Erythrocyte ghosts containing a known number of molecules of purified fragment A of diphtheria toxin with a constant amount of FITC-BSA as a fluorescence marker were prepared by dialyzing a mixture of erythrocytes and these substances against hypotonic solution. These substances were then introduced into diphtheria toxin-resistant mouse L cells by virus-mediated cell fusion of the cells with the ghosts, and mononuclear recipients that had fused with only one erythrocyte ghost were separated in a fluorescence-activated cell sorter (FACS) on the basis of their cell size and fluorescence intensity. After separation, the viability of cells containing known numbers of fragment A was examined by measuring colony-forming ability.

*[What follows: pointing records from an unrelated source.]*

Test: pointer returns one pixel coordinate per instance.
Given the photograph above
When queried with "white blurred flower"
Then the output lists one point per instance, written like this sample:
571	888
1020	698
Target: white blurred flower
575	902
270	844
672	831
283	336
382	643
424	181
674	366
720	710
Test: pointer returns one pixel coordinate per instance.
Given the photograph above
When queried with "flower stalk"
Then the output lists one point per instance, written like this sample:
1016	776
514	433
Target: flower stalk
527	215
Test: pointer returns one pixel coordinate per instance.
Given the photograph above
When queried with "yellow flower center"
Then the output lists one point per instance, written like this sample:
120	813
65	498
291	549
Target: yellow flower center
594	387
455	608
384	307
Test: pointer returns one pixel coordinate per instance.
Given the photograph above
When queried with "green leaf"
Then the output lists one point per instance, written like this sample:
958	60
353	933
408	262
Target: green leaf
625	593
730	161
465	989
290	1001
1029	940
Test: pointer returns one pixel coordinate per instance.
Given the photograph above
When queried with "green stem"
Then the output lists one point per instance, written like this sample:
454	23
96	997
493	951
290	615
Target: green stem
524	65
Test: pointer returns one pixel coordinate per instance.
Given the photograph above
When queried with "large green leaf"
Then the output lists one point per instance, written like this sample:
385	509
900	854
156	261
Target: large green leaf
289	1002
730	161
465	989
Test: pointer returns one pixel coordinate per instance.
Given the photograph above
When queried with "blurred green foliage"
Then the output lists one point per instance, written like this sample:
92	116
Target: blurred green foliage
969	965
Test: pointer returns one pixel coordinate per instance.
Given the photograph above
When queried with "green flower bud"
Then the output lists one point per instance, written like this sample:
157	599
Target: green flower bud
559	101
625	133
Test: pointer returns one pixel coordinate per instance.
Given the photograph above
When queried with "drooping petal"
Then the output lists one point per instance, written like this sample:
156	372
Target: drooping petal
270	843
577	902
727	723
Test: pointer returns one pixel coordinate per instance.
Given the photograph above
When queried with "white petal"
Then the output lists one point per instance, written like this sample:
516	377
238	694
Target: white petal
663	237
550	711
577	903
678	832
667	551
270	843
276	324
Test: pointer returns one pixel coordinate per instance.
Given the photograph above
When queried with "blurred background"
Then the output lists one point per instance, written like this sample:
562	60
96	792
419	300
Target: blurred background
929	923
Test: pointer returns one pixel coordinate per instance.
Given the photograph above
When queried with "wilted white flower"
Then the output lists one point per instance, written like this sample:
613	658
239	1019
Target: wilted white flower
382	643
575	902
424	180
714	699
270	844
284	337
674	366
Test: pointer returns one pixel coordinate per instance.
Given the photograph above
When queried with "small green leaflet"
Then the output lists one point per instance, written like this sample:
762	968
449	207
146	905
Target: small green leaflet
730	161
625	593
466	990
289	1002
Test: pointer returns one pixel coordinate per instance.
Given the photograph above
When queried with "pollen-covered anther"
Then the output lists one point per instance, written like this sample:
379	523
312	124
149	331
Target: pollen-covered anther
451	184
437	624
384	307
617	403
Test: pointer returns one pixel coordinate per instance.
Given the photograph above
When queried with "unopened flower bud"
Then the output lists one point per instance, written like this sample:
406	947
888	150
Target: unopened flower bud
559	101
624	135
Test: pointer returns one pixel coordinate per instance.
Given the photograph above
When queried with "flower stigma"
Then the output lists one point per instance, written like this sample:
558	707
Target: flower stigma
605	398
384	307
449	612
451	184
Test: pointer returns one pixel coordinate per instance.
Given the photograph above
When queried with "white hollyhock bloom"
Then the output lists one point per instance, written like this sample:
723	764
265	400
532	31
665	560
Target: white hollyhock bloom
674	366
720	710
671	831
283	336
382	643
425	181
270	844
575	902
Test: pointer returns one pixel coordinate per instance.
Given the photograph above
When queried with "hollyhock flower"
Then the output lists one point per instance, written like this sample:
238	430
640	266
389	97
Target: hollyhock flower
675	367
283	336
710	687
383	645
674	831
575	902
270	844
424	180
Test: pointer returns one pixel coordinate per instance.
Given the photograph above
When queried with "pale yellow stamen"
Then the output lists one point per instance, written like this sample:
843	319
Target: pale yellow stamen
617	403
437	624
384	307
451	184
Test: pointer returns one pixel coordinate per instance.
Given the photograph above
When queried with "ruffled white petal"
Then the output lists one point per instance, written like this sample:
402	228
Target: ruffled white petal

The results demonstrated that a single molecule of fragment A was sufficient to kill a cell.This fact was confirmed by introduction into cells of fragment A from an immunologically related mutant toxin, CRM 176 (fragment A-176); this has a completely functional fragment B region, but in cell extracts, the enzymic activity of its fragment A is about 10 fold less than that of wild toxin. The cytotoxicity of CRM 176 is about two hundredths of that of the wild-type (Uchida, Pappenheimer and Greany, 1973). As expected, about 100–200 fold excess of fragment A-176 was needed to kill the cells.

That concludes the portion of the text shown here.